China has proudly displayed its nuclear arsenal, which is land-, air- and sea-based at the commemoration of its 70th anniversary in 2019, which indicates its technological and military might to enhance its political influence and its expansion. In the last 30 years, China’s military spending rose from just over 1 percent to 14 percent worldwide, and this year it will increase by 6.6 percent, according to figures from the Stockholm International Peace Research Institute (SIPRI). Several US reports point out that China is now a major challenge to US naval domination and control of the Western Pacific. the famous Chinese strategist Sun Tzu said in The Art of War, the supreme art of war is to subdue the enemy without fighting, creating situations on the ground that reinforce one’s position and place one’s opponent in a weak position.
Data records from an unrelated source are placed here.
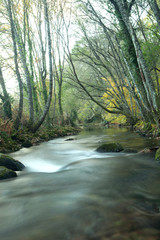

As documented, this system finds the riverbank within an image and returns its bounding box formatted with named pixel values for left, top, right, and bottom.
left=0, top=126, right=80, bottom=153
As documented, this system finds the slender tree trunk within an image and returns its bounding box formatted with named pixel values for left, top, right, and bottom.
left=7, top=0, right=23, bottom=129
left=32, top=0, right=53, bottom=132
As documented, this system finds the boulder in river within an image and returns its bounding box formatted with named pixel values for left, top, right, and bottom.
left=0, top=154, right=25, bottom=171
left=0, top=166, right=17, bottom=180
left=123, top=148, right=138, bottom=153
left=96, top=143, right=123, bottom=153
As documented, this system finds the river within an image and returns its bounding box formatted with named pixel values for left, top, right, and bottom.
left=0, top=128, right=160, bottom=240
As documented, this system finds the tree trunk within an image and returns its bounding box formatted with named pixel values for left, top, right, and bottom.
left=0, top=66, right=12, bottom=119
left=32, top=0, right=53, bottom=133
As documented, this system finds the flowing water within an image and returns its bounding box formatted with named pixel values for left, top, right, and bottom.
left=0, top=128, right=160, bottom=240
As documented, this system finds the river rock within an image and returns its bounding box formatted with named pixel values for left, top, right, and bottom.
left=0, top=154, right=25, bottom=171
left=96, top=143, right=123, bottom=153
left=0, top=166, right=17, bottom=180
left=155, top=148, right=160, bottom=161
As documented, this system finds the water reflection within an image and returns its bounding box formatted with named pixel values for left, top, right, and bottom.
left=0, top=129, right=160, bottom=240
left=11, top=128, right=158, bottom=172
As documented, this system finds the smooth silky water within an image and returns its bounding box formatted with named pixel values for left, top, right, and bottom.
left=0, top=128, right=160, bottom=240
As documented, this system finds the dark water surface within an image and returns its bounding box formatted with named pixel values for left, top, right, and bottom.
left=0, top=126, right=160, bottom=240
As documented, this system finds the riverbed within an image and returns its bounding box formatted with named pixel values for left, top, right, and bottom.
left=0, top=128, right=160, bottom=240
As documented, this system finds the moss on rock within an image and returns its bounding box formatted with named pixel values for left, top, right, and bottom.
left=0, top=166, right=17, bottom=180
left=96, top=143, right=123, bottom=152
left=0, top=154, right=25, bottom=171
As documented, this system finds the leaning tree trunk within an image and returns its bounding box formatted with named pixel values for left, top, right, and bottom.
left=0, top=66, right=12, bottom=119
left=32, top=0, right=53, bottom=133
left=7, top=0, right=23, bottom=130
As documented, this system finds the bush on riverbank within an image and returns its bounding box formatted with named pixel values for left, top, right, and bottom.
left=0, top=126, right=79, bottom=153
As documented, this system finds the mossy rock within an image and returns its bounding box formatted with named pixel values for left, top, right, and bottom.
left=155, top=148, right=160, bottom=161
left=123, top=148, right=138, bottom=153
left=0, top=166, right=17, bottom=180
left=96, top=143, right=123, bottom=153
left=0, top=154, right=25, bottom=171
left=22, top=140, right=33, bottom=148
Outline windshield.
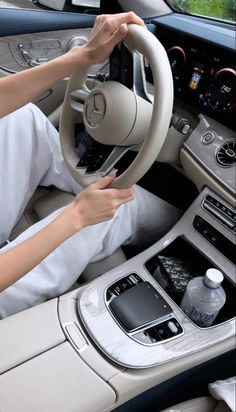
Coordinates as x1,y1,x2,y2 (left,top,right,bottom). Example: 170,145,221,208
168,0,235,22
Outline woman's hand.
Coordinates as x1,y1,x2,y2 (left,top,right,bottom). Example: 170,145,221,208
63,174,134,232
72,12,145,65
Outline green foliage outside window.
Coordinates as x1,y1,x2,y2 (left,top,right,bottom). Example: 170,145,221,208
169,0,236,22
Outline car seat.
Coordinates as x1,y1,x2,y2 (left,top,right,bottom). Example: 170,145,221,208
9,186,126,282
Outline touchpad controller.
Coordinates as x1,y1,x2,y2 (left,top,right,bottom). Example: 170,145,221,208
109,282,172,332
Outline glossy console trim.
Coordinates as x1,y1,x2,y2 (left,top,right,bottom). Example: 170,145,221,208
78,188,235,368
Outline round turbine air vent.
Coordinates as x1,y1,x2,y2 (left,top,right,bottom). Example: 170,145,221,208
216,140,236,167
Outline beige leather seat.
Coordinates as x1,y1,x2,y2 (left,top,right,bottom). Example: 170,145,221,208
161,396,230,412
10,186,126,282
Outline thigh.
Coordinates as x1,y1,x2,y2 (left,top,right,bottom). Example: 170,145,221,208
0,104,80,243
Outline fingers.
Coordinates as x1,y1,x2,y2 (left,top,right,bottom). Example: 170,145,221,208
97,11,145,32
90,173,116,190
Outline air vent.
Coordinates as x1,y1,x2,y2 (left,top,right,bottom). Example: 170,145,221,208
216,140,236,167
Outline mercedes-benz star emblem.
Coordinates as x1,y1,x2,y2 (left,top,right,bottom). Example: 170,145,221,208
86,93,106,127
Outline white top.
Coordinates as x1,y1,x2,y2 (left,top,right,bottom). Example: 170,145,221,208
204,268,224,288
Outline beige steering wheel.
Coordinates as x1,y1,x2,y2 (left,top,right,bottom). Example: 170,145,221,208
59,24,173,187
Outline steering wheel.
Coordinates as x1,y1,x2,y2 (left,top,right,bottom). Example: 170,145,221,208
59,24,173,187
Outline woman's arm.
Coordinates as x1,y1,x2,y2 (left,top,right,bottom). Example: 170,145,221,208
0,12,144,118
0,175,133,292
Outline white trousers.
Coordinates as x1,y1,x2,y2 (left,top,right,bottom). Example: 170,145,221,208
0,104,180,319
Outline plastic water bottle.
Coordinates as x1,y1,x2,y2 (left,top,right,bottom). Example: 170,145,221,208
180,269,226,327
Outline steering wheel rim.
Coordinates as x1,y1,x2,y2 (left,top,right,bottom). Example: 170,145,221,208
59,24,173,187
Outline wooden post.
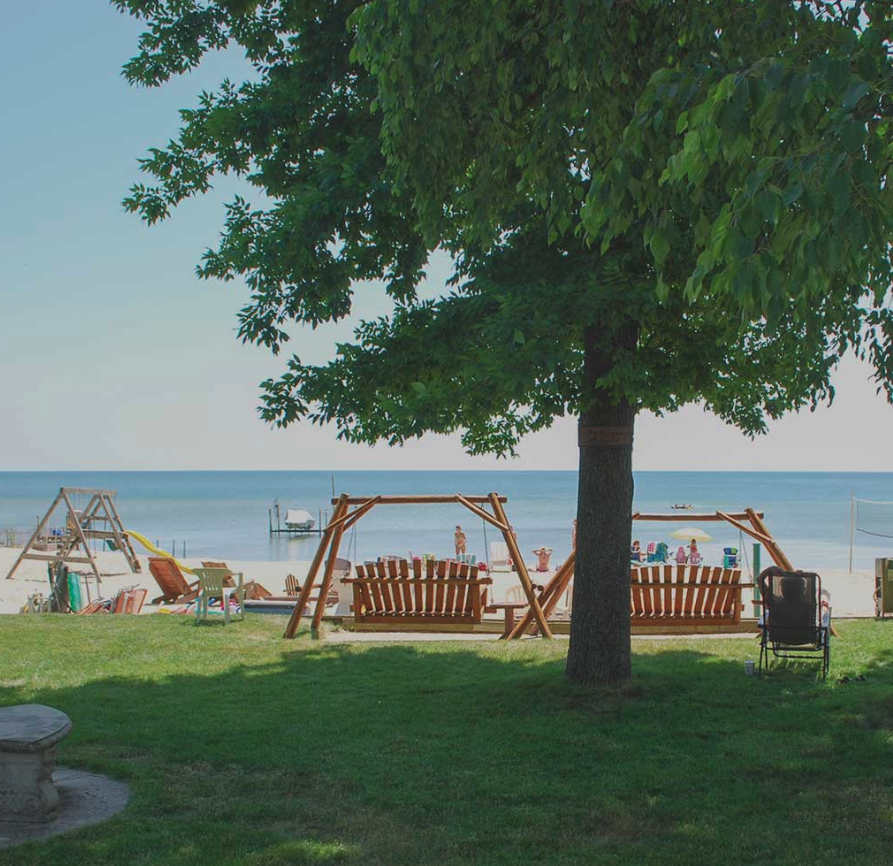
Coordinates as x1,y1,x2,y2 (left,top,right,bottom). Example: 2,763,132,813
490,493,552,638
506,550,577,640
282,493,348,640
745,508,794,571
102,496,140,574
61,488,102,587
310,505,346,640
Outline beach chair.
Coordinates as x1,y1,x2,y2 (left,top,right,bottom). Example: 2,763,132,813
149,556,198,604
195,568,245,625
488,541,512,571
109,587,148,614
758,566,831,680
343,559,493,631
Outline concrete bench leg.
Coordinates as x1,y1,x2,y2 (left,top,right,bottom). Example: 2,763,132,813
0,747,59,821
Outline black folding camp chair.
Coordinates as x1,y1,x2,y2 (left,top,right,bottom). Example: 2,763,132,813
758,566,831,679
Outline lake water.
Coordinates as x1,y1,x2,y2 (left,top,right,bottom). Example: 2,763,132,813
0,470,893,569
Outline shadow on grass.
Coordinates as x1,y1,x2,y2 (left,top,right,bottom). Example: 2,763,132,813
0,623,893,866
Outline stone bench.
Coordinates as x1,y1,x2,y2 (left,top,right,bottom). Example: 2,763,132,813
0,704,71,821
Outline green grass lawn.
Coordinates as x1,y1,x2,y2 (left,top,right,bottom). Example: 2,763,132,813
0,616,893,866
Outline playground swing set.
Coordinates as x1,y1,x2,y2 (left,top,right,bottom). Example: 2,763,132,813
6,487,140,583
6,487,201,585
283,493,793,640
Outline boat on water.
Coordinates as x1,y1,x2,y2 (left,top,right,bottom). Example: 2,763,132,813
283,508,316,532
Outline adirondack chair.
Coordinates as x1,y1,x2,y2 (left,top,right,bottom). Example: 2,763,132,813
149,556,198,604
343,559,493,630
109,589,148,614
630,565,752,626
195,568,245,625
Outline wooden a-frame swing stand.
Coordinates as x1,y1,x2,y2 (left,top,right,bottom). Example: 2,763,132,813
506,508,794,639
283,493,552,638
6,487,140,582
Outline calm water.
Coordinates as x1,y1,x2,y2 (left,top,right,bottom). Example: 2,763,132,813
0,471,893,568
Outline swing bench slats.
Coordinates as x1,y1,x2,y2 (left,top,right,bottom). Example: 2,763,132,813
344,559,493,627
630,565,753,626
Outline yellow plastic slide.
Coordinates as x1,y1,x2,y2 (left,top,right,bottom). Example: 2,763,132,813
124,529,195,574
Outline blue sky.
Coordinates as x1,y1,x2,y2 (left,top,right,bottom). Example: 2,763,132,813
0,0,893,470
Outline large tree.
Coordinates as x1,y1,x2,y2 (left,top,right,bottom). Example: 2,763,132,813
122,0,893,684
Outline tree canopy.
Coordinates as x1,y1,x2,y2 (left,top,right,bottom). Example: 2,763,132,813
116,0,893,453
114,0,893,683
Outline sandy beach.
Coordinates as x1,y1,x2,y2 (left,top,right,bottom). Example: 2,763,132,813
0,547,874,617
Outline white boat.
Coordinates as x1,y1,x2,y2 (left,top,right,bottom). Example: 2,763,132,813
284,508,316,532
As Bowell notes: “In recent years, we have witnessed with concern a rise in human rights abuses in China, increased repression of human rights defenders, journalists and intellectuals, and the violation of basic rights of the Uyghurs in Xinjiang.” The deterioration of the situation in Hong Kong is also a clear example of this wave of repression. He has also on behalf of the 27 Member States, recently expressed “the EU’s serious concern over the adoption of the new Hong Kong National Security Act, which is contrary to the principle of “one country, two systems” and to China’s commitments to the international community.
The CEE member countries have responded towards China’s aggression by accepting “its own way” to deal with the emerging threat from China’s influence, which also is known as the Sinatra Doctrine. This doctrine would be based on two pillars: continuing the cooperation with China in regards to address global challenges such as climate change, combating the coronavirus, regional conflicts, while at the same time strengthening the EU’s strategic sovereignty by protecting technological sectors of its economy, which are key to ensuring the necessary autonomy and to promoting international European values and interests. This has also come to be seen by the scholars as a threat and a blowback to China’s growing influence in the Central and Eastern Europe.